Суп оказался простым, но невероятно вкусным – с настоящими овощами, выращенными без синтетических ускорителей роста, с травами, придававшими неповторимый аромат, с кусочками чего-то, что напоминало мясо, но вряд ли было таковым.
– Это грибы, – пояснила Вера, заметив, как Даша осторожно изучает содержимое ложки. – Мы выращиваем их в подземных садах. Грибы богаты белком.
– У вас здесь сады? – удивлённо спросила Даша, оглядывая голые стены помещения.
Вера улыбнулась, и суровое лицо на мгновение смягчилось, став почти материнским.
– Не здесь, конечно. В соседних секторах. У нас есть гидропонные установки, самодельные, но эффективные. Растения получают свет от ламп, которые мы… позаимствовали из систем освещения Изолиума.
– Вы крадёте у Изолиума? – уточнил Денис, отламывая кусок хлеба.
– Мы берём то, что принадлежит нам по праву, – голос Веры стал жёстче.

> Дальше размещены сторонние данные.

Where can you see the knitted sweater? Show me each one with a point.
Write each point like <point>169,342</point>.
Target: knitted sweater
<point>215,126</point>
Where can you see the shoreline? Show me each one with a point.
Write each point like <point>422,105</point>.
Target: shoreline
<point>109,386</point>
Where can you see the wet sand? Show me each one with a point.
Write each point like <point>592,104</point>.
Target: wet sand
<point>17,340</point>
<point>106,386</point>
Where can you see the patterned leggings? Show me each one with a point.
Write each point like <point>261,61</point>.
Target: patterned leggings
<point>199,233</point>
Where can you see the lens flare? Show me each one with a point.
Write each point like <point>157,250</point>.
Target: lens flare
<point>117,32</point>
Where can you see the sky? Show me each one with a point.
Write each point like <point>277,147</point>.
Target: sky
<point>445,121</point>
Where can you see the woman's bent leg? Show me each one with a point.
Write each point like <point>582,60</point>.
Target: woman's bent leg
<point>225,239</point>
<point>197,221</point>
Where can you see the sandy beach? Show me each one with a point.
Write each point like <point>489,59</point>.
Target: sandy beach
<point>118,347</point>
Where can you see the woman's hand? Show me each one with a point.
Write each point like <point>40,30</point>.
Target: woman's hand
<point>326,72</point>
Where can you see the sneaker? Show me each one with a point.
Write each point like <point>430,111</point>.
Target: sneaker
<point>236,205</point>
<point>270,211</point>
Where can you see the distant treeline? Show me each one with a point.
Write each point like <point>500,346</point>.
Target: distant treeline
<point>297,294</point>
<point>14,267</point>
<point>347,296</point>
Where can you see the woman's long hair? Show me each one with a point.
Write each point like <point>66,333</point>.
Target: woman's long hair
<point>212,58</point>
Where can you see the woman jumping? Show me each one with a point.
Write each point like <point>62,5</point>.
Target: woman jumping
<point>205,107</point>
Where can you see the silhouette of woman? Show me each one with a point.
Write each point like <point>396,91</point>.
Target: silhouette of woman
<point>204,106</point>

– Мы строили туннели. Наши родители и деды. Когда комплекс запечатали ещё во времена СССР, предки отказались эвакуироваться. Решили остаться в старых ремонтных шахтах, передавая опыт выживания следующим поколениям. – Десятилетиями мы выживали здесь, – продолжила Вера. – Подключались к старым линиям электропередач, использовали сохранившиеся технические помещения. Когда случился блэкаут, мы уже знали, как жить без централизованного электроснабжения. Для нас ничего не изменилось, кроме одного – наверху стало ещё больше таких, как мы. Брошенных, забытых, вынужденных выживать самостоятельно.
Денис заметил, как напряглась Даша при этих словах. Программист знал, о чём думает девушка – о Маше, оставшейся наверху, в Изолиуме, под пристальным наблюдением Головина.
– А как насчёт погашей и сонников? – спросил Денис, отставляя пустую миску. – Мне показалось, или те действовали заодно?